Jangan sampai permasalahan parkir liar dan kurangnya perhatian penataan sekitar mencoreng wajah baru Kota Bogor yang sudah dibangun indah.
”Alun-alun ini jika termanfaatkan dengan baik, akan membangun karakter warga. Ini struktur pusat ruang kegiatan, akan ada kultur yang terbangun. Ada kultur baru tercipta, yaitu ruang untuk warga bangga dengan kotanya, ruang mengingat kembali bahwa Kota Bogor adalah kota taman dan jejak sejarahnya, serta alun-alun menjadi etalase sinergi simpul transportasi, membangun budaya bertransportasi,” katanya.
Dalam jangka pendek, kata Yayat, Pemkot Bogor harus segera membenahi kawasan dengan pembangunan trotoar di Jalan Dewi Sartika dan membuat area parkir resmi. Perlu juga memperbanyak rambu peringatan di sekitar alun-alun agar warga secara bersama saling menjaga kebersihan dan ketertiban alun-alun.

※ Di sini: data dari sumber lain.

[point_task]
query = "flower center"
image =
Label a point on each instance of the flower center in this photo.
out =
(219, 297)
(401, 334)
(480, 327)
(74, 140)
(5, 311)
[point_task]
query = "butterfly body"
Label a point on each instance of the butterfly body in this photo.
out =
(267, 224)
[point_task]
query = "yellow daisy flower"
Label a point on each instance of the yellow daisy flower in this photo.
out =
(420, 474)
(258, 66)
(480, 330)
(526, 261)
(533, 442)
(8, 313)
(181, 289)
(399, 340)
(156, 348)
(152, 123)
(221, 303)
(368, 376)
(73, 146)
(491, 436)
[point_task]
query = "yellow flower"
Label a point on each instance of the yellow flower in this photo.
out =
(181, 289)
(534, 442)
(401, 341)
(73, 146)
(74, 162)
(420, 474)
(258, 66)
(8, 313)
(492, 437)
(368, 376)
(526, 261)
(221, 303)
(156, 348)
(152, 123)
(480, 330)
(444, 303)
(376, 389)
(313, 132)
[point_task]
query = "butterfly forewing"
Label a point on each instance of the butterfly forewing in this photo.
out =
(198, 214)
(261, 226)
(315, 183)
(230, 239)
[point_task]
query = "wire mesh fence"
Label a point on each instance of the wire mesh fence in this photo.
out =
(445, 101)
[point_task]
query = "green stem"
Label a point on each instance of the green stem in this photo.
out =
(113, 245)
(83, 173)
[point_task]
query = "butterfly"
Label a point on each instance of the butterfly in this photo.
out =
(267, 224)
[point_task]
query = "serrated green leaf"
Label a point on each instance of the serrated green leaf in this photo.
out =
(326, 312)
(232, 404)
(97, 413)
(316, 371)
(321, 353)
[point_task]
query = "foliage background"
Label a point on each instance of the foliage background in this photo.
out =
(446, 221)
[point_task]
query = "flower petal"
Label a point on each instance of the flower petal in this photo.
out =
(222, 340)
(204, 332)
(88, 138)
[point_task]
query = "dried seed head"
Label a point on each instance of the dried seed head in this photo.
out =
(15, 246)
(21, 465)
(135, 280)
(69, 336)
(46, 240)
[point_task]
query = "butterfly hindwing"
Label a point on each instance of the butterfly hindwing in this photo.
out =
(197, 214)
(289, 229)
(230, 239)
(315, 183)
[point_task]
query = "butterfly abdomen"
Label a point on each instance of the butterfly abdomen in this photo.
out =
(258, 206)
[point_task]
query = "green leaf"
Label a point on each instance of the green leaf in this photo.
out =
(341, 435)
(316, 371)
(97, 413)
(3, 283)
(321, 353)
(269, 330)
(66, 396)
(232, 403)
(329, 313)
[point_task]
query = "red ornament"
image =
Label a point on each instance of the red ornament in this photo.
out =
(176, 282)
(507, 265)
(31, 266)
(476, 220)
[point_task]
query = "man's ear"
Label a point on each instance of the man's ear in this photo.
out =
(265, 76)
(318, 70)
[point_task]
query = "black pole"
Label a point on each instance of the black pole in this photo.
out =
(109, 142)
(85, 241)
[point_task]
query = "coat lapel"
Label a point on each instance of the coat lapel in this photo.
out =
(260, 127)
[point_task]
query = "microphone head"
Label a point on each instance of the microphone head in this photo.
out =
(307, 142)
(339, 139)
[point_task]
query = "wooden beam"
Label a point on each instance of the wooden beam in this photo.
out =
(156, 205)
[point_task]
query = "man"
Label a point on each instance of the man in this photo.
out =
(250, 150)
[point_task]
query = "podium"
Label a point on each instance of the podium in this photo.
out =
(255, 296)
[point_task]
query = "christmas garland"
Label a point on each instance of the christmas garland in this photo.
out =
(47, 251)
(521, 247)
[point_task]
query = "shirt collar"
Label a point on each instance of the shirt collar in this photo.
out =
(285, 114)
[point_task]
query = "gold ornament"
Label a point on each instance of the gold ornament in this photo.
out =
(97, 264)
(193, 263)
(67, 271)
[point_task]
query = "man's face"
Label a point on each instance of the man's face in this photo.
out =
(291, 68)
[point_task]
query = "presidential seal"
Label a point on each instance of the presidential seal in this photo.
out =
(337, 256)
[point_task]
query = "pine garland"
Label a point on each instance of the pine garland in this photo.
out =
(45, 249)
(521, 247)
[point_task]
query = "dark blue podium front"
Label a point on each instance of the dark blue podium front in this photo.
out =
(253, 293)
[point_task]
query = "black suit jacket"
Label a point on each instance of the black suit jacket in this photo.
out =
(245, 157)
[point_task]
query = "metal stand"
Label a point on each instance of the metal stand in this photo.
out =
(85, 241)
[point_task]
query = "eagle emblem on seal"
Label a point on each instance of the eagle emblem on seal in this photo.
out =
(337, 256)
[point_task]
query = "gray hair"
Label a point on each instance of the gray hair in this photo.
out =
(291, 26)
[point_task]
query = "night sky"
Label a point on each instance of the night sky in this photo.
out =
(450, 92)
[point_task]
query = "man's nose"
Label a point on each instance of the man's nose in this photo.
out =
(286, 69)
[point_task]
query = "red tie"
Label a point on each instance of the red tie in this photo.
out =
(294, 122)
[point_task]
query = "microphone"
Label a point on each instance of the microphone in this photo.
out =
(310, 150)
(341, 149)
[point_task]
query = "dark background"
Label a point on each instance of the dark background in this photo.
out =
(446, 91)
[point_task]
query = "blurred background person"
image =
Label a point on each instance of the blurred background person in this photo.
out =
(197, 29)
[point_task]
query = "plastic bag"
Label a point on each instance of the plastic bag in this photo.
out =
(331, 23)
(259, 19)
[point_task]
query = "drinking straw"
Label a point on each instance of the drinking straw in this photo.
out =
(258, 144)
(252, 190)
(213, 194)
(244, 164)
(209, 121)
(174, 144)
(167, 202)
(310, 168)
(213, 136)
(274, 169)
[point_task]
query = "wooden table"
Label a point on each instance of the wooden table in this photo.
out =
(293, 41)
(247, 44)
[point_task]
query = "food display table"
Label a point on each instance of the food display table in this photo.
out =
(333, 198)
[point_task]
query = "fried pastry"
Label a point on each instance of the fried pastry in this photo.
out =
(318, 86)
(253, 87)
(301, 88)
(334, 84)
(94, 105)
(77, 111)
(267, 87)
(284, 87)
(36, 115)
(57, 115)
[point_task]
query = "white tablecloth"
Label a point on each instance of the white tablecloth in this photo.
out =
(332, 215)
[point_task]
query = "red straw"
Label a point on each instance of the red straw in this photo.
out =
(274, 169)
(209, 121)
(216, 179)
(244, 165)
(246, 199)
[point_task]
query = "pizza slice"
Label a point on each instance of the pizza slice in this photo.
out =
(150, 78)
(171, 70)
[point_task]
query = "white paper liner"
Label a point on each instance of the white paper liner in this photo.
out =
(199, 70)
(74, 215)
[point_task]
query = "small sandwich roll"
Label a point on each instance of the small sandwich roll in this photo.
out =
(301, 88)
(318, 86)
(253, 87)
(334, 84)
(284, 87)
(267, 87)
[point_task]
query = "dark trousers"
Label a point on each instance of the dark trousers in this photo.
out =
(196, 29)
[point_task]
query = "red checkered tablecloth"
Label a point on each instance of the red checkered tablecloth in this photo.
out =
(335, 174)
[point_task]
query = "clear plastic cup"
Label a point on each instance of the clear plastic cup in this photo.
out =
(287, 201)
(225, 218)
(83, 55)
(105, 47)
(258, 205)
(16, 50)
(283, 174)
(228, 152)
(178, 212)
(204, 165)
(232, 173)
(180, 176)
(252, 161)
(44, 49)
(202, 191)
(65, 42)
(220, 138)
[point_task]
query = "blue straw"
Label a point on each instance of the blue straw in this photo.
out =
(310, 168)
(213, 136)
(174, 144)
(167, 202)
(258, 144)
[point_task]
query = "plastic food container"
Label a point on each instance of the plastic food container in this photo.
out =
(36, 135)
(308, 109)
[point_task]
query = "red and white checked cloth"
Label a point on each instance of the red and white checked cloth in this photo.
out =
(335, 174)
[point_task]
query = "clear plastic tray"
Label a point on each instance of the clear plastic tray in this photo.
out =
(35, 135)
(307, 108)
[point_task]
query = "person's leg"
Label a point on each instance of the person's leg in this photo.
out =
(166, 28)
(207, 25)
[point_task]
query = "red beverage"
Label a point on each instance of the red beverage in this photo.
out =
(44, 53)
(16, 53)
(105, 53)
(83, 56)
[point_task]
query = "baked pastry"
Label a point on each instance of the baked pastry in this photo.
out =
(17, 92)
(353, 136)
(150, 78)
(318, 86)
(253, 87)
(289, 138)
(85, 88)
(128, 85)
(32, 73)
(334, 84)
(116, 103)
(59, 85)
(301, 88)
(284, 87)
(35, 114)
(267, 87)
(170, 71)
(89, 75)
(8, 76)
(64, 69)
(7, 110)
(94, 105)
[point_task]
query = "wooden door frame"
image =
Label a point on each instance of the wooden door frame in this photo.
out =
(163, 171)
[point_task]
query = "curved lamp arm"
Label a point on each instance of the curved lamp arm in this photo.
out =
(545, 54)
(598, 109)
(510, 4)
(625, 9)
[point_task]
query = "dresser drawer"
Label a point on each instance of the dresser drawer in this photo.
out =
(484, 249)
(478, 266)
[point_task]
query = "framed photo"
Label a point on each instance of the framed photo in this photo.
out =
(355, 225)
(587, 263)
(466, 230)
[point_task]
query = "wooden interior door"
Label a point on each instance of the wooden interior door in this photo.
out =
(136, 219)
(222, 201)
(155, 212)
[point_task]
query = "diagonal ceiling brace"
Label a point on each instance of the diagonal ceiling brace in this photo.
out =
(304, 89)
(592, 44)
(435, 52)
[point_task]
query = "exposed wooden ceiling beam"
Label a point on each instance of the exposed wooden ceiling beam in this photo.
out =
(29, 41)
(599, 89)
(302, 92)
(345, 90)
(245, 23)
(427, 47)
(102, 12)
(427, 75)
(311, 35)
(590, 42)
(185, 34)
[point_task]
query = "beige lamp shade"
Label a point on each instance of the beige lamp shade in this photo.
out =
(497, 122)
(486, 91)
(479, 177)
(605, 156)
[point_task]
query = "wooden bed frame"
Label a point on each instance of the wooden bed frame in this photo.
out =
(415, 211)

Baca juga: Mimpi ”Kota dalam Taman” Bogor
”Alun-alun itu menjadi ruang untuk membangun budaya berkota, yaitu warga peduli dengan kotanya, bangga, taat aturan, dan membangun kesadaran diskursif, yaitu membangun budaya yang sebelumnya salah menjadi baik contohnya parkir itu tadi. Alun-alun itu memiliki makna penting bagi kota dan warganya, tidak hanya sekadar ada,” ujarnya.